O cálculo é isolar a direita, que o senhor tem caracterizado como PP, PL e Republicanos? E o que achou do Marcos Pereira te atacar ao retirar a candidatura dele?

Não é isolar, é a realidade. Só falta achar que o PL do Bolsonaro não é de direita. Que o PP do Ciro Nogueira, que foi o chefe da Casa Civil dele, não é de direita. E o próprio Tarcísio, que tenho uma relação muito boa, se apresenta como direita moderada. Essa é a direita do Brasil. Mesmo com o tamanho da bancada deles, acho que o Brito tem muito voto lá. E o Marcos Pereira não me atacou. Ele tem esse sonho, legítimo, e tem total condição de ser um bom presidente da Câmara. Mas acho que ele não teve paciência de esperar o tempo dele. Somos partidos aliados. Ele falou a verdade: que se o PSD apoiasse, ele ganhava. Mas, se ele apoiasse o Brito, o Brito também ganhava.

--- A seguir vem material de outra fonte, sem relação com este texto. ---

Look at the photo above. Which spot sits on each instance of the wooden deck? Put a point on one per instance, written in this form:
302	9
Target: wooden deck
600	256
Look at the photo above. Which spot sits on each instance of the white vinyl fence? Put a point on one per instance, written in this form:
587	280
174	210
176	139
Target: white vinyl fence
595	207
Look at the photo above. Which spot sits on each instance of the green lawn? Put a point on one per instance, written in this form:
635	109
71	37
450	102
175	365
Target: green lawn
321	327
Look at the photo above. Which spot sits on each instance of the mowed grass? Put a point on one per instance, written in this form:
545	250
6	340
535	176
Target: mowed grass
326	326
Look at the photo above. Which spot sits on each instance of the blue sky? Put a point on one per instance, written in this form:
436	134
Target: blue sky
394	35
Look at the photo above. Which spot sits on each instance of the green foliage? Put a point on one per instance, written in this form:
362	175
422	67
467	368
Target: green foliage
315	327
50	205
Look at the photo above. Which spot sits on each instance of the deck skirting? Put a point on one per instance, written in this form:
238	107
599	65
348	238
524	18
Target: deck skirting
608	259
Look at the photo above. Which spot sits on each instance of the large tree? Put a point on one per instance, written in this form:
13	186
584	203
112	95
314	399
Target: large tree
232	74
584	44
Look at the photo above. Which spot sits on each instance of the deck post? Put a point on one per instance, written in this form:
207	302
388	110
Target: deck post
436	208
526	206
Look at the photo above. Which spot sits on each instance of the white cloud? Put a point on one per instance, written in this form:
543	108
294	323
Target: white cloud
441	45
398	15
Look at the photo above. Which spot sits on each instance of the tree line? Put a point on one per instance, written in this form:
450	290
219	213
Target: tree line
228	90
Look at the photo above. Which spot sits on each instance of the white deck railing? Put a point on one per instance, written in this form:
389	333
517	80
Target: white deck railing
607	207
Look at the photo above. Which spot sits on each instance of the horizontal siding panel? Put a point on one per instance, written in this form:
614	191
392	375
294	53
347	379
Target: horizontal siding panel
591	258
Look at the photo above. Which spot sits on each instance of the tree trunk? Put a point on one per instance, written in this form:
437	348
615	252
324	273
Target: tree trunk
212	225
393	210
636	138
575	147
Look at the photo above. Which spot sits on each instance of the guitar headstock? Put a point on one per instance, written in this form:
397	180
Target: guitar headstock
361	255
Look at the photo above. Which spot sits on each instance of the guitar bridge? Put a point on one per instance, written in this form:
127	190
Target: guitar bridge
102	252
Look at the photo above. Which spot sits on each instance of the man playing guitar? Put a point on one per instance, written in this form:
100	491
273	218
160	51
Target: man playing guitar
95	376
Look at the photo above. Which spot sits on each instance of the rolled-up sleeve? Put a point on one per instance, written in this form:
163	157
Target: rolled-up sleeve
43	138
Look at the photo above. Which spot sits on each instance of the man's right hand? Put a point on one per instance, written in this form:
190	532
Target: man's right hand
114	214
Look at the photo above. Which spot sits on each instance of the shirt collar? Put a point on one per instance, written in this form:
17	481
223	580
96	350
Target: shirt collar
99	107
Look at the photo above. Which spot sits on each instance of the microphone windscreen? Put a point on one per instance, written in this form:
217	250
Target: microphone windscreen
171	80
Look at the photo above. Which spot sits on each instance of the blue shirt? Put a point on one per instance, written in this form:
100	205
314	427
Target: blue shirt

Lira vai com Hugo Motta (Republicanos) até o fim?

Lira foi um grande presidente, e o esforço dele é para ter um candidato que una toda a sua base. Durante quatro anos ele construiu muitas alianças e relacionamentos, mas acho que está se aproximando do fim do mandato e tenho dito a ele que pense em ser um juiz, se tiver disputa, em vez de pensar em fazer o candidato dele. Se ele tiver dois candidatos que se sentem ligados a ele, deixa os dois, e lá na frente ele ganhou a eleição. Ele me ouve muito, mas acho que nessa questão ainda não ouviu.